Thomas Jefferson wrote the Declaration of Independence in Philadelphia in 1776.  The Preamble of our Declaration has become known globally among freedom loving people.

When Jefferson wrote the preamble, it was largely an afterthought. Why is it so important today? It captured perfectly the essence of the ideals that would eventually define the United States. “We hold these truths to be self-evident, that all men are created equal,” Jefferson began, in one of the most famous sentences in the English language. How could Jefferson write this at a time that he and other Founders who signed the Declaration owned slaves? The document was an expression of an ideal. In his personal conduct, Jefferson violated it. But the ideal— “that all men are created equal”—came to take on a life of its own and is now considered the most perfect embodiment of the American creed.

Although the American Colonies had declared independence, they were not yet united as a nation.  America needed a document to establish our place in the world and to solidify those things that would birth this nation.  The assignment to write the Constitution fell to James Madison.  His work was presented to the Constitutional Convention and was signed September 17, 1787.

However, some of the colonies and some of those present in New York for the Constitutional Convention did not sign.  There were genuine fears that the document did not have enough limitations to prohibit government’s power to walk over the rights of the citizens.

Out of that concern, Madison wrote the first 10 amendments to the Constitution comprising the Bill of Rights. The Bill of Rights lists specific prohibitions on governmental power, in response to calls from several states for greater constitutional protection for individual liberties.  The first ten amendments protect basic freedoms; especially of the minority groups.
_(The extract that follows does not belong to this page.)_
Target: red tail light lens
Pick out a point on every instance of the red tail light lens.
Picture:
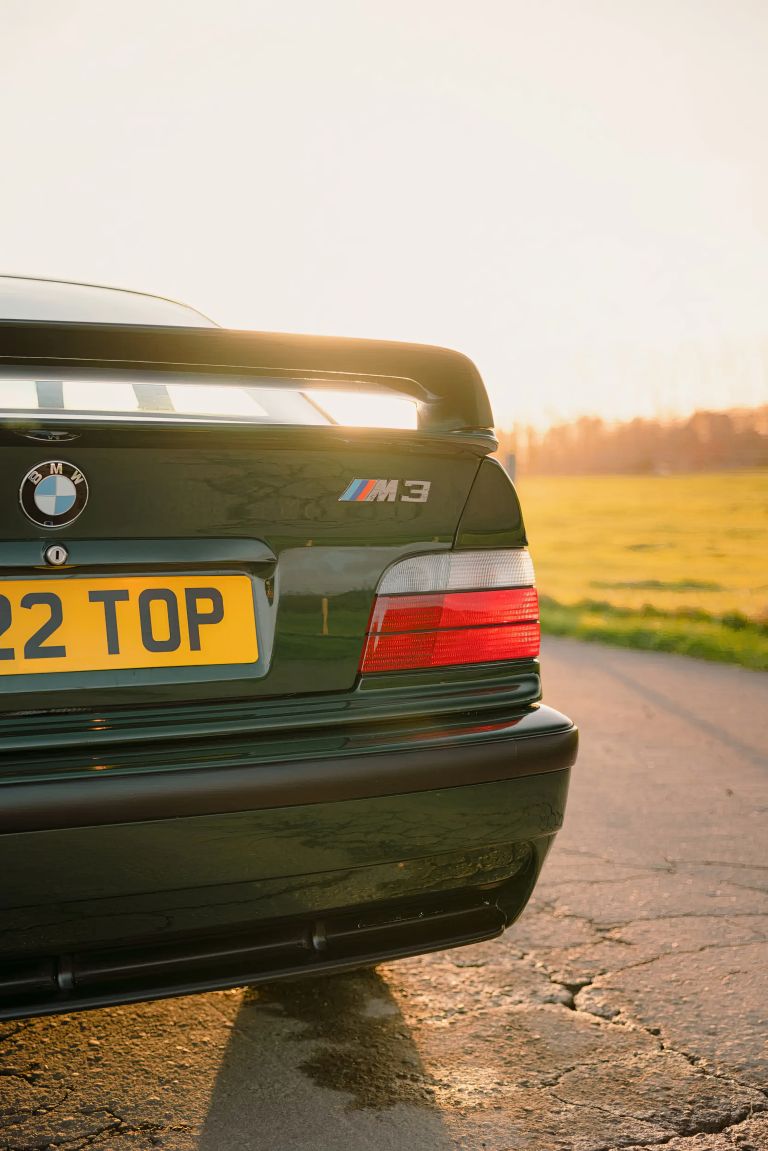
(441, 627)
It was added to the Constitution to protect the people from the national government’s exercising too much power.

The Bill of Rights was signed December 15, 1791.

The first amendment contains five areas that are referred to as our basic freedoms:  Freedom of Religion, Speech, Press, Peaceful Assembly, and to Petition the Government for a Redress of Grievances.  The Second Amendment states that Americans have the right to bear arms.  Ironically, Madison, who penned this cornerstone of our freedoms, lived the longest of all the Founding Fathers.  He died at the age of eighty-five in June, 1836.